Dr Jenny Harries told the Downing Street briefing this afternoon she expected to see an impact on transmission rates as pupils return to school, but that the testing programme was likely to “diminish the number of community transmission cases which could come into schools”.
Primary schools were expected to reopen to all pupils today, with secondaries allowed to stagger the return of pupils over the first week to facilitate three initial tests on site before their pupils switch to twice-weekly testing at home.
Government scientific advisers have warned that reopening all schools risks an increase in Covid transmission rates of up to 50 per cent.
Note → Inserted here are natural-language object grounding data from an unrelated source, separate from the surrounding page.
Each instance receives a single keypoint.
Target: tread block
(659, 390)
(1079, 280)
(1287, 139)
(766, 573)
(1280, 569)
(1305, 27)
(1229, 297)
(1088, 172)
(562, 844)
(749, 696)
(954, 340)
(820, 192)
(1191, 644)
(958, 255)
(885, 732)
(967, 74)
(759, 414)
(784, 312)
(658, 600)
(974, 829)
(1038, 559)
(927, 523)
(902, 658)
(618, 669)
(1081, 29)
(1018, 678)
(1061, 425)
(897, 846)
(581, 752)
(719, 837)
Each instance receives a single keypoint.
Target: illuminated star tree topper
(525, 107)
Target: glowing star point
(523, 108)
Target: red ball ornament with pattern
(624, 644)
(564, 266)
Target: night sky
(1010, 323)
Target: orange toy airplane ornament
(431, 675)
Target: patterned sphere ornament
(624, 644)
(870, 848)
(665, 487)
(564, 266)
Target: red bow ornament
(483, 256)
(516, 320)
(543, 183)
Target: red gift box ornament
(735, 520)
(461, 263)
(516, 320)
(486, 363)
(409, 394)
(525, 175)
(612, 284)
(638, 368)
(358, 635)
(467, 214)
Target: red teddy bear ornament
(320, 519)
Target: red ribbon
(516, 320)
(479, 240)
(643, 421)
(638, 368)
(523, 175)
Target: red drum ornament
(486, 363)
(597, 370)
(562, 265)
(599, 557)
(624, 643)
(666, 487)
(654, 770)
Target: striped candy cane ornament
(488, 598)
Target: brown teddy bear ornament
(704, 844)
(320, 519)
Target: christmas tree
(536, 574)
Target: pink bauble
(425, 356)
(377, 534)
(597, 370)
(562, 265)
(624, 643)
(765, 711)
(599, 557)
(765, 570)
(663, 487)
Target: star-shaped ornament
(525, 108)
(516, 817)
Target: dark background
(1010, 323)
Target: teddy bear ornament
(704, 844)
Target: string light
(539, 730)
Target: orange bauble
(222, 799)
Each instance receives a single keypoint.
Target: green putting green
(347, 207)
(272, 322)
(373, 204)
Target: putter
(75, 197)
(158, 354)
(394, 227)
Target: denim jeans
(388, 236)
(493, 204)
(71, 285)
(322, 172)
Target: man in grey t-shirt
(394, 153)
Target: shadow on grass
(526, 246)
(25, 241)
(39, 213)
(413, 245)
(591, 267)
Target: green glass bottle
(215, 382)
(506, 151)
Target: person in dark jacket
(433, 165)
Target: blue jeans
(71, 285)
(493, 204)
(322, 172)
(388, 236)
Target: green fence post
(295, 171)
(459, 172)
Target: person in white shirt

Education secretary Gavin Williamson was forced to admit last week this would mean groups of pupils and staff having to self-isolate as they did during the autumn term.
Harries ‘very optimistic’ about Covid testing
Asked today whether she anticipated schools would have to close again if transmission rates increased, Harries said: “The short answer is hopefully not because children’s education is so critical which is why it’s schools that have opened first.”
She said the country could be “very optimistic” going forward because of its vaccination programme, and said testing in schools “should mean that the likelihood of a case going into the school and the numbers of children having to come out of education to isolate should be very significantly reduced”.
However, she warned that there “may be a very short period at the start of this programme where everybody gets used to it and a larger number of children come out of school and then it will settle down”.
“So I think it’s really important that when observing this, people think through the next three to four weeks, not the first one to two.”
Harries also said that although transmission was expected to increase, the government was not able to “disentangle the social interaction element of that rise in R, so it’s just as likely it’s people meeting at school gates or the different numbers of social interactions as much as it is in schools”.
Covid testing will ‘diminish’ cases coming into schools
“I think the critical point is there are new interventions, so the testing for schools is in place starting from now and gradually for some senior pupils going forward.
“What that’s likely to do is diminish the number of community transmission cases which could come into schools, so schools will be inherently safer places, but equally it will reach back into families. So I suspect we may see a rise at the start with luck as we go forward and people get used to using that testing, whole families will be protected as well.”
Harries was also quizzed about reports that some families are refusing to allow their secondary-age pupils to be tested, and whether those who don’t consent to testing should be kept separate from others.
She accepted that home testing was an “unusual ask” for families, and that children “will never be forced to have a test”.
“But I think the important thing is for parents to ask if they’re concerned about it.”